Cette commande donne la liste des trucs connectés. Le disque dur doit être /dev/sda1 ou /dev/sda2 généralement.

sudo fdisk -l

On formate le disque dur en ext4 avec le nom TimeMachine.

sudo mkfs.ext4 /dev/sda2 -L TimeMachine

Le résultat donne la liste des disques avec l’UUID (notez-le).

sudo blkid

Les dossiers pour le montage du disque.

mkdir -p /media/time_machine
sudo chmod -R -f 777 /media/time_machine

Dans la suite, deux commandes pour créer un point de montage. Ensuite, dans le fichier fstab, entrez les valeurs nécessaires pour monter le disque dur au démarrage. La seconde ligne, à placer à la fin, contient les paramètres. Mettez l’UUID du disque.

sudo nano /etc/fstab
UUID=votre_UUID /media/time_machine ext4 defaults 0 2

Enfin, le fichier de configuration de Samba. Il contient la base pour tester, et il partage le disque dur qui est dans /media/time_machine.

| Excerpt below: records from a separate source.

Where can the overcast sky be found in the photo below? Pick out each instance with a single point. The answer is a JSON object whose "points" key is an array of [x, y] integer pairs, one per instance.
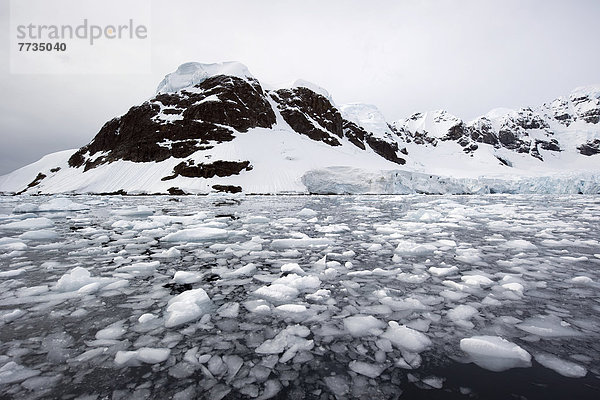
{"points": [[404, 56]]}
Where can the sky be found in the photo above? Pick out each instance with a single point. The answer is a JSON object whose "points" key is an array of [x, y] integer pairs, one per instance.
{"points": [[404, 56]]}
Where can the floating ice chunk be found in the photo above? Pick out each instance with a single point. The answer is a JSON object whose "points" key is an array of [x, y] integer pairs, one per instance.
{"points": [[366, 369], [256, 219], [453, 296], [121, 283], [141, 269], [468, 256], [11, 315], [434, 381], [319, 295], [495, 353], [247, 269], [77, 279], [476, 280], [173, 252], [112, 332], [25, 208], [291, 308], [547, 326], [335, 228], [146, 355], [441, 271], [563, 367], [307, 213], [146, 318], [139, 211], [582, 280], [300, 243], [187, 306], [39, 383], [196, 235], [406, 338], [29, 224], [514, 287], [277, 292], [61, 204], [184, 277], [291, 338], [12, 273], [375, 247], [422, 215], [520, 244], [461, 315], [363, 325], [12, 372], [257, 306], [292, 267], [403, 304], [410, 248], [272, 387], [229, 310], [446, 243], [299, 282], [42, 234]]}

sudo nano /opt/samba4/etc/smb.conf

[global]
map to guest = Bad User
vfs objects = catia fruit streams_xattr
log file = /var/log/samba/%m
log level = 2
mdns name = mdns

# Time Machine
fruit:veto_appledouble = no
fruit:encoding = native
fruit:metadata = stream

# Security
server min protocol = SMB2

[Time Machine]
fruit:time machine = yes
path = /media/time_machine
guest only = yes
writeable = yes

Maintenant, on peut tester en lançant manuellement Samba.

sudo /opt/samba4/sbin/smbd -s /opt/samba4/etc/smb.conf

Sur le Mac, le partage doit apparaître et vous devez pouvoir lire, écrire et effacer (pas trivial, dans mes premiers essais, je pouvais lire et écrire mais pas modifier (pas très pratique). Dans Time Machine, vous pouvez ajouter le disque dur, qui devrait permettre la sauvegarde. Il faut se connecter en Invité quand macOS le demande. Au passage, si vous avez une erreur OSS17 à l’ajout, rien de grave : il faut se déconnecter du disque avant l’ajout dans le Finder.

Ajouter le disque dur


Se connecter


En invité


L’erreur fatale (ou pas)

Les performances

C’est le moment amusant. En SMB, en testant avec un logiciel de bench, j’arrive à ~20 Mo/s en écriture (~160 Mb/s) et ~35 Mo/s en lecture (la limite de l’USB 2.0 avec un disque dur), soit ~260 Mb/s. Le Raspberry Pi 3 B+ peut difficilement dépasser ça : l’Ethernet et le disque dur se partagent un unique bus USB 2.0 à 480 Mb/s en théorie. Lors de mes premiers tests avec le Raspberry Pi 3 B+ et une alimentation de 12 W (2,4 A, issue d’un iPad), les sauvegardes plantaient assez rapidement. Je me suis rendu compte que mon alimentation ne suffisait pas, même en utilisant un disque dur qui consomme peu. Ca doit marcher avec un modèle alimenté, mais pour les tests, je me suis rabattu sur un Rasperry Pi 2 (v2) qui consomme beaucoup moins, sans aucun souci.

Pas extraordinaire

En pratique, si vous voulez utiliser le Pi 3 B+ et son Ethernet un peu plus rapide, pensez à installer une bonne alimentation ou un disque dur qui a sa propre alimentation.

Lancer Samba au démarrage

Normalement, on peut lancer Samba au démarrage automatiquement avec systemd. Sauf que comme j’ai bidouillé et tâtonné pas mal… ça ne marche pas. Ma solution artisanale fonctionne, mais ce n’est pas très propre.

La méthode que j’ai utilisé est celle qui passe par init.d. Première chose, copiez le contenu de ce fichier dans le presse-papier.

Ensuite, tapez la commande suivante, collez le contenu dans le fichier et modifiez les trois lignes qui suivent.
sudo nano /etc/init.d/samba4

dir="/home/pi"
cmd="sudo /opt/samba4/sbin/smbd -s /opt/samba4/etc/smb.conf"
user="pi"

Ensuite, tapez ces deux commandes et redémarrez.

sudo chmod 755 /etc/init.d/samba4
sudo update-rc.d samba4 defaults

Normalement, si tout se passe bien, le partage démarre automatiquement.

Pour terminer, je le rappelle : ce n’est pas une façon propre de le faire. Il vaut mieux attendre que Samba 4.8 soit intégré directement dans les distributions, pour profiter d’une installation propre et dans les règles. Mais ça montre que ça reste possible de l’utiliser.